Klea looked about the cramped cabin. The only light came from a blue low-power glow set into the bulkhead near the door. Sleeping crew members occupied all four of the regular bunks, and two more crew members—thrown out of their own quarters to make room for paying passengers—found places as Owen and Klea did, in sleepsacks on the deck.
“Here?” she said. “There isn’t an extra inch to Dance in.”
“One must learn accommodation.”
“If I kick somebody and wake them up, they’re liable to accommodate me straight out an airlock.”
“I don’t think so,” said Owen after a moment’s consideration. “They’re more likely to throw you in with the hold passengers. You shouldn’t let the prospect disturb you.”

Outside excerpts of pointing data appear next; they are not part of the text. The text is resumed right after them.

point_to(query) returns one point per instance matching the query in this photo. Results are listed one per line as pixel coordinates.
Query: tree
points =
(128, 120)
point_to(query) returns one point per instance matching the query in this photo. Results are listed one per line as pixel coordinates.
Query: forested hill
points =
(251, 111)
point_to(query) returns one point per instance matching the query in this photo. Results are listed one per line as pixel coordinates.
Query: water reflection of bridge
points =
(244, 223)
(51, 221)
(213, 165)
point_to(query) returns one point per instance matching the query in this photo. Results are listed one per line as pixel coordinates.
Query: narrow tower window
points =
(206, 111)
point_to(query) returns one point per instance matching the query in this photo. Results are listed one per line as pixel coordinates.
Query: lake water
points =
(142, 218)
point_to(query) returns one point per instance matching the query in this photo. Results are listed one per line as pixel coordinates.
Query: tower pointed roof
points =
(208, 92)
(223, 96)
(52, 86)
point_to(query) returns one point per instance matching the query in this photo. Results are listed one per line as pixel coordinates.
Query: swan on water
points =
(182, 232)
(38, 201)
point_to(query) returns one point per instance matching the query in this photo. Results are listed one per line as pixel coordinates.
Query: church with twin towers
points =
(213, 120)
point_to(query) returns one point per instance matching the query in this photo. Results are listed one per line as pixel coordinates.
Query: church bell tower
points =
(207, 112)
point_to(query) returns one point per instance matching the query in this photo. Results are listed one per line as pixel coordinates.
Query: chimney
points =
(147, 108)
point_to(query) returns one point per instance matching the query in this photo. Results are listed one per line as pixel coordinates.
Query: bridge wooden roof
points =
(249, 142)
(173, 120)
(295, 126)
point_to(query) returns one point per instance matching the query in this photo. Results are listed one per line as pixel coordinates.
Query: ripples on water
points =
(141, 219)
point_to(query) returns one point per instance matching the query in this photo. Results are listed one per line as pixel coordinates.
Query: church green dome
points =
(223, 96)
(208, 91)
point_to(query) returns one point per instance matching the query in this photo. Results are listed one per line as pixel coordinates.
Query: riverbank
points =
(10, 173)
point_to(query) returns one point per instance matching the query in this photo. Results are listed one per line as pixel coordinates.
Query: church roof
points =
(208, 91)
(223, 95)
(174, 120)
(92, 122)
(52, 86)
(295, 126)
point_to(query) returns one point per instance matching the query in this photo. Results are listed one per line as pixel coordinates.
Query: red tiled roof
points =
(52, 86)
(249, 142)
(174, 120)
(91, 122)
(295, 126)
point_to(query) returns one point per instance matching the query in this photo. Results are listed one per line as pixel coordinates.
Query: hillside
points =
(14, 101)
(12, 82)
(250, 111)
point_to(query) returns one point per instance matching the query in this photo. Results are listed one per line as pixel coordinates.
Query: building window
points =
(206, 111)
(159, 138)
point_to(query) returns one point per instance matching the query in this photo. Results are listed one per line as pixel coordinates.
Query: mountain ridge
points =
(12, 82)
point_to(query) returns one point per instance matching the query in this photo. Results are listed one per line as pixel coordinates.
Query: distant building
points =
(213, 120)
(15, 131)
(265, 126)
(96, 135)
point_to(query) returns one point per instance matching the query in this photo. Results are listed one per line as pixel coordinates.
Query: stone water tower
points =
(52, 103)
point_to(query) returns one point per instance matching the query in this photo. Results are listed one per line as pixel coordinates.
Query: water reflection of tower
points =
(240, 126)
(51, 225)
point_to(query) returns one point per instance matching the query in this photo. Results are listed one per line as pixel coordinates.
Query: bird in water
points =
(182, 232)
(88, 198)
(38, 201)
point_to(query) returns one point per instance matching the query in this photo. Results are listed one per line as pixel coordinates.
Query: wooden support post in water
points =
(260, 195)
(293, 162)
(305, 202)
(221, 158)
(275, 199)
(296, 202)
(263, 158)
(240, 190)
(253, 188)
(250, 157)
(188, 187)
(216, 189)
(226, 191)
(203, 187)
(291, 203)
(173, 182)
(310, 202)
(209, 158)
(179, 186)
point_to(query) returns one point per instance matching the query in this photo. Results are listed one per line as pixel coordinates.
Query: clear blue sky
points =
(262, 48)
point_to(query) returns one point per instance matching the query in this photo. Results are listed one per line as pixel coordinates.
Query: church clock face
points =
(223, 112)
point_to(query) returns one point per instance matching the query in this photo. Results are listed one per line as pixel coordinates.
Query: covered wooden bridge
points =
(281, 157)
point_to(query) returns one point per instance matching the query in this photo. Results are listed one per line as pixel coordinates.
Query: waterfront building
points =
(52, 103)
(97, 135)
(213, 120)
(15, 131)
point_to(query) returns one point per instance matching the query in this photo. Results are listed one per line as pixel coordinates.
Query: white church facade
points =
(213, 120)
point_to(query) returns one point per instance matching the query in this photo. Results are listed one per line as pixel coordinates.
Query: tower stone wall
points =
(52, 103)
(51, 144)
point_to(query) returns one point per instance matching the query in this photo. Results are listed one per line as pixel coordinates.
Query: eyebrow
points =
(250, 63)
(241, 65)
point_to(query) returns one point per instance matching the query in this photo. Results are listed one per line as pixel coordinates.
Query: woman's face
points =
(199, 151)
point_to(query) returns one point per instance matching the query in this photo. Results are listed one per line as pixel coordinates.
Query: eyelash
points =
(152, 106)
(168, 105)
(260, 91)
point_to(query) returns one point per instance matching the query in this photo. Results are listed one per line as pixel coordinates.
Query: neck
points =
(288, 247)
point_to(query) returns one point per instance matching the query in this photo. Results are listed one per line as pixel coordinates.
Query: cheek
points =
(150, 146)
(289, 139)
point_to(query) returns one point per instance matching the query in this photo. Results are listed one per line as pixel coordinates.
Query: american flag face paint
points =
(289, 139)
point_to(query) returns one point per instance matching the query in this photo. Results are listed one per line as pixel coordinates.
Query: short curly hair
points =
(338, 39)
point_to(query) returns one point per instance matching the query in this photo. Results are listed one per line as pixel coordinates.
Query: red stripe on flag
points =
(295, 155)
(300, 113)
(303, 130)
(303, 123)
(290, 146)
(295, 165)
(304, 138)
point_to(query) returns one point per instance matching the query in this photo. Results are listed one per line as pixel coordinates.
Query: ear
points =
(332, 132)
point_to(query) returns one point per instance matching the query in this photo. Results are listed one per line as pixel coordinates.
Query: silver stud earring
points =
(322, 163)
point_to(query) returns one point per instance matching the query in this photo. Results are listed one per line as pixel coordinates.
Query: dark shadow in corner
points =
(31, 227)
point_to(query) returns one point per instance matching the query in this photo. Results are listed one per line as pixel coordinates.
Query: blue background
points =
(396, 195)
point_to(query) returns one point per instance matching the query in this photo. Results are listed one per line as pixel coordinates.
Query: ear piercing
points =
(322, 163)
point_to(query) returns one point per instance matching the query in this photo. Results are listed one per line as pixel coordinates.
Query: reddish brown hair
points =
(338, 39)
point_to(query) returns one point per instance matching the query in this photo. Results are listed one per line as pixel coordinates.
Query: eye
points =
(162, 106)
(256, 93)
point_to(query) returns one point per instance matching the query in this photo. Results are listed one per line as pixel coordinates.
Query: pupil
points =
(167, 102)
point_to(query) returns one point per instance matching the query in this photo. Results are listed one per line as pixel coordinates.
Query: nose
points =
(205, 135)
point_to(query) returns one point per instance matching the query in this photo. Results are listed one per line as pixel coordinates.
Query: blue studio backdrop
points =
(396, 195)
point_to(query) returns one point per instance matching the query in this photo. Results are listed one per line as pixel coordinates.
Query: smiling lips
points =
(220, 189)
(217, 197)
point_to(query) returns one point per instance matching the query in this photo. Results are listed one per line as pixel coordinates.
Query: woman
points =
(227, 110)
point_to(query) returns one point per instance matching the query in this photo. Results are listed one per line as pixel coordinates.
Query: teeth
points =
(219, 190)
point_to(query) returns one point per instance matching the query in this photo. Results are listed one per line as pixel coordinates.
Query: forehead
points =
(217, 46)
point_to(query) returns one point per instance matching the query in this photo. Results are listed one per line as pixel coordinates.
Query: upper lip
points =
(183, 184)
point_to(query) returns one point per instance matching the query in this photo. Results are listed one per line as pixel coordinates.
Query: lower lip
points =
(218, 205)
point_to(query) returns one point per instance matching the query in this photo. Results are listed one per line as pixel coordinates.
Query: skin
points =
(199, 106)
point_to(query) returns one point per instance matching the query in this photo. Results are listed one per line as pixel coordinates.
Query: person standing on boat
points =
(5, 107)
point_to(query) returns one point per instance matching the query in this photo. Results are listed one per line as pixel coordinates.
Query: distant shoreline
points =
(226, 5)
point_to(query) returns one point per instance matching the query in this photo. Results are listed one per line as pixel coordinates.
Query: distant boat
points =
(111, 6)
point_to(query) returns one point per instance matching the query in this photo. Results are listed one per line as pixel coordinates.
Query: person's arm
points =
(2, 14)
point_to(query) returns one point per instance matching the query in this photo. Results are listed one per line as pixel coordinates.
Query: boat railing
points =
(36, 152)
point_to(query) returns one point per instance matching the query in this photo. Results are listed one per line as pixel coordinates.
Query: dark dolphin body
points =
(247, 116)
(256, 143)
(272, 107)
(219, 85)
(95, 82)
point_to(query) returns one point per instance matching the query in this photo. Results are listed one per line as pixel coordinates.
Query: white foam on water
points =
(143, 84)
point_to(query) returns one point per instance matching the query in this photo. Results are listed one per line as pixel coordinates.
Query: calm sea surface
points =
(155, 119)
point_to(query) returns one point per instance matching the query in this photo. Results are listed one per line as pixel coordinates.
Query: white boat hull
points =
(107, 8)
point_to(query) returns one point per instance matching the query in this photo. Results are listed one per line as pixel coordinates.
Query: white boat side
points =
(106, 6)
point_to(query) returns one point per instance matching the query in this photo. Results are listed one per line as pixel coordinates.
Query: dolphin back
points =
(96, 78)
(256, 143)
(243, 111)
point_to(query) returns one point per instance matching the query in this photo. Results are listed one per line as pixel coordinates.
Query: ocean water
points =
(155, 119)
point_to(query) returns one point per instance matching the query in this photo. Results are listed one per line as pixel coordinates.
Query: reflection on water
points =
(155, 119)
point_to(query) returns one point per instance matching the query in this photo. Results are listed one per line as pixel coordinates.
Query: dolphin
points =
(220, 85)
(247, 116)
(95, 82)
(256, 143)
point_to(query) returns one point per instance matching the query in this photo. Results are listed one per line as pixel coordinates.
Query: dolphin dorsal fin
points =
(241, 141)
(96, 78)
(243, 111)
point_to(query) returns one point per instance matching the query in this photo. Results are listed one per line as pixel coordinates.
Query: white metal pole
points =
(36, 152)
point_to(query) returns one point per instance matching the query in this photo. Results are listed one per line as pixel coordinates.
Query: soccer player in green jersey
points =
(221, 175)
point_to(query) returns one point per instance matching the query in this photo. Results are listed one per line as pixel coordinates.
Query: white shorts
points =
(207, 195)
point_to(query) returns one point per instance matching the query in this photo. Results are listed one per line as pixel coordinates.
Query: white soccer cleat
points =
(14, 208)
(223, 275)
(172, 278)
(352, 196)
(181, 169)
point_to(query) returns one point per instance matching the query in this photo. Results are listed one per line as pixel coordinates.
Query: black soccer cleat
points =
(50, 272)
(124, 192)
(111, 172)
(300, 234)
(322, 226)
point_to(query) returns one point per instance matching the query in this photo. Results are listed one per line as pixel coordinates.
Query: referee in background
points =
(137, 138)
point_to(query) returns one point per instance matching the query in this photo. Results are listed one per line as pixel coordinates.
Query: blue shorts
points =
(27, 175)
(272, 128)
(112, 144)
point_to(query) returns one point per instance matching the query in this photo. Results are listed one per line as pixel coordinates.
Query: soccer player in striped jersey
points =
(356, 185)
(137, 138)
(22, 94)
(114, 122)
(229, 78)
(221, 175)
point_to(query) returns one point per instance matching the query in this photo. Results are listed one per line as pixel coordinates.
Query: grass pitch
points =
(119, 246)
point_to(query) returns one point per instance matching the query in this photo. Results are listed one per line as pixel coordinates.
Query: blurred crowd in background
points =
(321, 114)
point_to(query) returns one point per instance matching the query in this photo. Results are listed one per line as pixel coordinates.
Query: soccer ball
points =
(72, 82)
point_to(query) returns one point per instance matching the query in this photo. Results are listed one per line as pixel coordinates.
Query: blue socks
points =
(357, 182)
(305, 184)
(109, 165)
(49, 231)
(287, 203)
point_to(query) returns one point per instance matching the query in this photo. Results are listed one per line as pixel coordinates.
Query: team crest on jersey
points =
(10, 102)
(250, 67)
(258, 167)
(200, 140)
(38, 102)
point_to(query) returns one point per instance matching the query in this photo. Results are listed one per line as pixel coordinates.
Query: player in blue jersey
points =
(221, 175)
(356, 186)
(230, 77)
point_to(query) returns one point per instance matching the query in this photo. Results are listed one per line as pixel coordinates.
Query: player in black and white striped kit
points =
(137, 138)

“That’s easy for you to say,” Klea grumbled.
Nevertheless she folded the sleepsack and stood up, grasping her broomstick staff in both hands. She placed her feet in the beginning position and began to Dance.
It was difficult, working in such a small area. She felt as if invisible barriers surrounded her, circumscribing her movements—forcing her to scale everything down, to take smaller steps and move more slowly and always, always return to the center point she had established when she began. But she persisted—and between one awkward motion and the next the essence of the ShadowDance asserted itself, transcending her dogged endeavors and flowing into her like bright water.